Okay. So maybe math isn’t my biggest fear. That would be failure or ghosts; waking up in a bed full of cockroaches; getting shot; being stranded in the desert…alone; plummeting head first from a very tall cliff. I could continue here, but I’ll save you from the misery. Although math may not be my biggest fear, it still scares me. I’m talking about sweaty palms, pale face, racing heart with that deer-stuck-in-the-headlights look on my face.
I haven’t had a math class since my freshman year of college. I can’t even tell you what course it was, but I do remember my professor. The great Mickey Smith. He loved me. I think it had something to do with the fact that I was the only student who never missed a class and the only student who made an “A” on every single assignment and every single test. Just call me a nerd.

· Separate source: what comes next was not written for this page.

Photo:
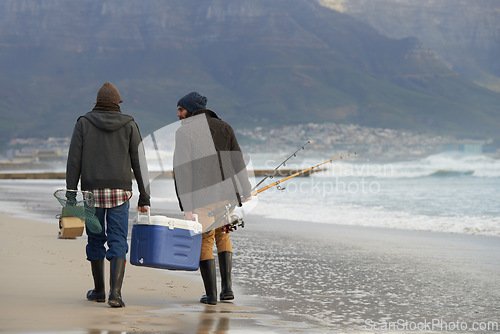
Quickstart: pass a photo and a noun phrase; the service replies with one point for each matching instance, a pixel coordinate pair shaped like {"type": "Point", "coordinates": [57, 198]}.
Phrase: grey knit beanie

High school wasn’t so bad either. Fortunately I have a wonderful mom who is a math genius. She’s from Egypt, so I swear it has something to do with that ancient, Middle Eastern blood of hers. She would sit with me, night after night, as I cried into my math textbooks, shredding my homework into tiny bits of paper that I’d toss around the room as I repeatedly screamed, “I GIVE UP!” Why she put up with that nonsense, I don’t know. I never acted that way with anything else. Just math. I think the fact that I actually struggled with something just got to me.
But somehow I always ended up with an “A” in math, well, except for Geometry. The only math course I’ve ever made a “B” in. Calculus, Algebra I & II, Trig: not a problem. So why am I scared of math?
It’s the numbers, man.
There’s just something about them. It’s like my mind freezes up. Yesterday in my Contemporary Issues course, Dr. Roberts gave us a hands-on lecture on precision journalism. He had us calculate the per-cap, per-resident, inflation rate…you know, I can’t even tell you what we did. But I did it, and I halfway understood what was going on. But if you asked me to go back and do it, say, a week later, I wouldn’t even know where to begin. That’s why I bombed the math portion of the ACT and the GRE. Numbers and equations are scary.
That’s my relationship with math. Which is why I got my undergraduate degree in English. Reading. Writing. Interpreting. That’s just my thing. My sister was blessed with my mother’s math genes while I got the good ol’ literary mind. Can’t complain…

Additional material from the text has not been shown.